Summer Newsletter

Derby Brackett has enjoyed a long love affair with Virginia Beach. Originally from Richmond, she spent many summers, weekends and holidays at her family’s oceanfront cottage on 62nd Street. As an adult with a family of her own, she continued making trips to Virginia Beach. When Derby’s mother passed away in 2010, the 62nd Street cottage was left to her and her brother. They decided to sell the property but Derby knew she couldn’t stay away for long.

She and her husband, Doug, spent a year looking for the perfect lot to build on. They discovered a gem on Atlantic Avenue between 59th and 60th streets, a mere block from the ocean and less than 3 blocks from the original family getaway home. VB Homes owned the lot and once she and Doug met with Chris Ettel and his team, it was easy to choose both the lot and VB Homes.

Must-haves for the new home included a central kitchen and open plan on the second floor, as well as a porch and deck on this level. Derby and Doug also wanted flexible living and sleeping space on the first floor to accommodate their large family of 6 children and 6 grandchildren.

Outside of the layout, Derby had another heartfelt request. The original 1960’s vacation home on 62nd Street was designed with 2-inch thick heart pine floors and pine doors with door latches instead of knobs. VB Homes salvaged some of the pieces and used them on the new home’s second floor. “The house now has the soul of the old home and the heart of our new home,” said Derby.

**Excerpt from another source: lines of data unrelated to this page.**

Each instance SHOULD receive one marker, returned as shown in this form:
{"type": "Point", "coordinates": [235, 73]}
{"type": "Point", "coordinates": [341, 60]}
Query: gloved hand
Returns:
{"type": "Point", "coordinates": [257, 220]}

Completed in August, 2014, the final result was a 2,900 square foot home designed with an ocean blue Hardie plank exterior framed in white trim, and three levels of space that fit the Bracketts’ lifestyle perfectly. An open second floor lets Derby cook and entertain simultaneously and features a deep copper sink as the focal point for the kitchen design. The third floor master bedroom is a cozy escape with calming blue walls and a deck offering ocean views. The incorporation of the 62nd Street home’s floors and doors is a wow factor for guests.

Derby and Doug now live in Virginia Beach year-round. The Bracketts quickly embraced the North End preference for bikes as the primary mode of transportation. Thanksgiving has become a traditional hosting holiday for Derby and Doug, with all 18 family members joining them in 2016. Derby said, “I never thought we would be settled so quickly here. It is definitely the right spot for us.”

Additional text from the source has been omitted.